CPPE warns of cargo diversion, smuggling over high exchange rate

Onwubuke Melvin
Onwubuke Melvin

The Centre for the Promotion of Private Enterprise has apprised that Nigeria risks losing cargoes to neighbouring countries over a high exchange rate for import duties collection by the Nigerian Customs Service.

This was disclosed in a statement signed by the Director/Chief Executive Officer of CPPE, Dr. Muda Yusuf, according to Nairametrics.

CPPE lamented the impact of the high exchange rate for import duties collection on businesses and the cost of living in the country.

According to the statement, the risk of cargo berthing in neighboring nations could have a severe effect on the federal government’s drive to generate revenue

The statement reads, “The high and volatile exchange rate for import duty assessment is fuelling the already high inflation, increasing production and operating costs for manufacturers and other businesses, worsening the cost-of-living crisis, putting maritime sector jobs and investments at risk and weakening investors’ confidence. There is also the added heightened risk of cargo diversion to neighbouring countries and smuggling which could jeopardize the realization of customs revenue target.”

The Nigeria Customs Service recorded a decrease in cargo throughput in the first half of the year, despite stating a 127% gain in revenue during that same period.

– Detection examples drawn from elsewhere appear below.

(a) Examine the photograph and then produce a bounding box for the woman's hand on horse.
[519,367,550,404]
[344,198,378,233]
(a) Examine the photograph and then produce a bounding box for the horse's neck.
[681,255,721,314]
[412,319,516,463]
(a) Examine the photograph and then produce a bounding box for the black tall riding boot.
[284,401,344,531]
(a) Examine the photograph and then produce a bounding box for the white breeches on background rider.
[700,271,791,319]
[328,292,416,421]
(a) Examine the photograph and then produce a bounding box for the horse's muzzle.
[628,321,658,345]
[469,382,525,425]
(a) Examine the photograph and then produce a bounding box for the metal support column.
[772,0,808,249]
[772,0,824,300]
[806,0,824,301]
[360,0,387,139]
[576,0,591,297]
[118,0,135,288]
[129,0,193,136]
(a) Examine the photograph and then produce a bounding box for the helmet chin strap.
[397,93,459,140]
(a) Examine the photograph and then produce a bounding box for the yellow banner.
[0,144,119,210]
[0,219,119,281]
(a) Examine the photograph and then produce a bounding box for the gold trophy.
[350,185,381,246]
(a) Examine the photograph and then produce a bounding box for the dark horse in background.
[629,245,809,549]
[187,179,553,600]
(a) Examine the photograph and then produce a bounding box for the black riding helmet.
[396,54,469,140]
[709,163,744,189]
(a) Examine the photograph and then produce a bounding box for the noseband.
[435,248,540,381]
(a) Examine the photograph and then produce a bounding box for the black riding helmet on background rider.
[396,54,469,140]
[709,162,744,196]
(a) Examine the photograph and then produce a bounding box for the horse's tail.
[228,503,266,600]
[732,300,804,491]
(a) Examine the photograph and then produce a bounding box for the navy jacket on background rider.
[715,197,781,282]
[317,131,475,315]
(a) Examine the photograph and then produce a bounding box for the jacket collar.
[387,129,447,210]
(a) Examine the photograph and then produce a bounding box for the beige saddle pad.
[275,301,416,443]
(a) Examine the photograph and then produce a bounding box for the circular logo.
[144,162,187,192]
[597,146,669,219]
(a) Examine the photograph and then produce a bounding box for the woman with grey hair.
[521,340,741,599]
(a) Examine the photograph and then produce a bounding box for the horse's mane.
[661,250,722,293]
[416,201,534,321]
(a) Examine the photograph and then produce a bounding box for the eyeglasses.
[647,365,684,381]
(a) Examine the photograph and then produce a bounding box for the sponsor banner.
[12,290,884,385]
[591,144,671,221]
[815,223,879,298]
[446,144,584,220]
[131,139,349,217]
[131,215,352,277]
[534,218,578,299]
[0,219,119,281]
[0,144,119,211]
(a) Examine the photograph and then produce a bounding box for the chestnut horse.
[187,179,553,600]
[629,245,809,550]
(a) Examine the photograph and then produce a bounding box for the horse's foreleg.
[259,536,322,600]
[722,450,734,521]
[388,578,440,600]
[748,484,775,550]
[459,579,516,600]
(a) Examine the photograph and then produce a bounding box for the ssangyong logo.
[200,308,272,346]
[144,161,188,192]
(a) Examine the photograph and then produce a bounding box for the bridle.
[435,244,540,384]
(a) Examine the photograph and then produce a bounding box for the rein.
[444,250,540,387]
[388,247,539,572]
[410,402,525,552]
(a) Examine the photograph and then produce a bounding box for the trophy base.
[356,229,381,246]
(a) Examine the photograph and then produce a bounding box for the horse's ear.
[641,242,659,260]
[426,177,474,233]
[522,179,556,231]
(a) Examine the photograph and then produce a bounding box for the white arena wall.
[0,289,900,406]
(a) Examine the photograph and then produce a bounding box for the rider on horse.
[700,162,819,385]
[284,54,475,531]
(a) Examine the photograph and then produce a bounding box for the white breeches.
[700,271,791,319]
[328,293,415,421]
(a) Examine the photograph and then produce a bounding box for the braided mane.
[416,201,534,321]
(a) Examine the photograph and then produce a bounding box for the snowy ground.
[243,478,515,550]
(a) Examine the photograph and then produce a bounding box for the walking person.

The CPPE pleaded with the President to issue an Executive Order setting the customs duty exchange rate at N1000/$ for the ensuing six months. It stated that the suggestion is in line with the federal government’s ongoing initiatives to lessen the difficulties that individuals and companies are facing.

It noted that the Organized Private Sector (OPS) strongly backed this strategy, and even the Presidential Committee on Fiscal Policy and Tax Reforms had made a similar proposal.

It warned the customs duty exchange rate on the Nigeria Customs Service portal stands at N1578/$, a rate that has been changing almost weekly and is detrimental to the investment climate.

Also, the centre raised two concerns on foreign exchange policy and the other related to trade policy. It argued that the Central Bank of Nigeria’s role should conclude with the opening of Form M for importers within the framework of the existing foreign exchange policy

It added that matters involving international trade should fall under the jurisdiction of the Federal Ministry of Finance and the Federal Ministry of Trade and Investment, as these institutions are legally responsible for trade policy.